Keywords: immunology, placenta, steroid hormones, trophoblast, vitamin D


Synthesis of the active form of vitamin D by trophoblastic cells acts to enhance innate immune responses in the placenta by increasing bacterial killing and decreasing trophoblast cell death.

INTRODUCTION

The active form of vitamin D, 1,25-dihydroxyvitamin D (1,25(OH)2D), is a potent modulator of human immune responses [13]. In particular, recent studies have shown that 1,25(OH)2D promotes innate immunity by stimulating synthesis of the antimicrobial protein, cathelicidin (CAMP) [15]. This response is due to direct transcriptional regulation of the gene for CAMP [6, 7], and 1,25(OH)2D-induced CAMP expression has been demonstrated in a variety of cell types expressing the intracellular vitamin D receptor (VDR) [710]. Although this mechanism appears to play a central role in the combating infection by Mycobacterium tuberculosis [5, 8, 11], CAMP is known to be an effective inhibitor of other pathogens such as Staphylococcus aureus [1214], as well as exhibiting antiviral properties [1517]. In a similar fashion, although vitamin D-induced CAMP-mediated bacterial killing is a pivotal feature of macrophages [8, 11], an equivalent mechanism has also been described for keratinocytes following epidermal injury [9]. Thus, CAMP expression has been linked not only to tuberculosis, but other diseases, such as sepsis [18], inflammatory bowel disease [19], and inflammatory lung disease [20]. Collectively, these observations support the hypothesis that a key nonclassical function of 1,25(OH)2D is to enhance innate immunity through localized production of CAMP.
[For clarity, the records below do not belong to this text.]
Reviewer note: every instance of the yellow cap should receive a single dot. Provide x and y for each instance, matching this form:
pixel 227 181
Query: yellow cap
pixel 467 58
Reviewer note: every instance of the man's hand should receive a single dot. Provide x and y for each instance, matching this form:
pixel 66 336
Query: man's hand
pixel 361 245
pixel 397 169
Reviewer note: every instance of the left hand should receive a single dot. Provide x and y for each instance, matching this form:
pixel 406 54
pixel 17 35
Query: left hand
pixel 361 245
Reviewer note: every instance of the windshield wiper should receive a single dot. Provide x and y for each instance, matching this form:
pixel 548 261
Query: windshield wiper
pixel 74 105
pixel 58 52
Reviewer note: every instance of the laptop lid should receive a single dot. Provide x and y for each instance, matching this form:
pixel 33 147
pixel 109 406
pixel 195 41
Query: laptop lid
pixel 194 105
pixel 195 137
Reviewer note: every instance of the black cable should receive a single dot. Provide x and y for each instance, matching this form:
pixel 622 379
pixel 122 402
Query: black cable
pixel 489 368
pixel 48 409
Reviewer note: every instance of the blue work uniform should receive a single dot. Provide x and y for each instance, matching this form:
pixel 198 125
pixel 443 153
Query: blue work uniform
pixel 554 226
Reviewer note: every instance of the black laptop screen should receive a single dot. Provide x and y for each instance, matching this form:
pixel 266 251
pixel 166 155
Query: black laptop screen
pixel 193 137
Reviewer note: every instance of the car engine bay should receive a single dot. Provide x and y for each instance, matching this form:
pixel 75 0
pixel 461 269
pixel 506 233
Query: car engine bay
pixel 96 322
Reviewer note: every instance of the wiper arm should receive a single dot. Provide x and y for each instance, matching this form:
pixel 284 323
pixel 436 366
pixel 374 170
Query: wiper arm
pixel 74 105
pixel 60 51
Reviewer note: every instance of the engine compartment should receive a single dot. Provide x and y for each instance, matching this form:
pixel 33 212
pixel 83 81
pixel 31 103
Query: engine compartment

As indicated above, the ability of vitamin D to promote antibacterial activity is dependent on the expression of VDR by cells such as macrophages. The availability of ligand for the VDR may be due to endocrine production of 1,25(OH)2D in the kidneys, catalyzed by the enzyme 25-hydroxyvitamin D-1α-hydroxylase (CYP27B1), which is expressed in the proximal tubules [21, 22]. However, current data suggest that innate immune responses to vitamin D are more likely to involve an intracrine mechanism, with cells such as macrophages acting as an extrarenal site for expression of CYP27B1 and synthesis of 1,25(OH)2D [23, 24]. Consistent with this, several studies have demonstrated induction of CAMP following treatment with the inactive precursor metabolite, 25-hydroxyvitamin D (25OHD), as well as active 1,25(OH)2D [8, 9, 25].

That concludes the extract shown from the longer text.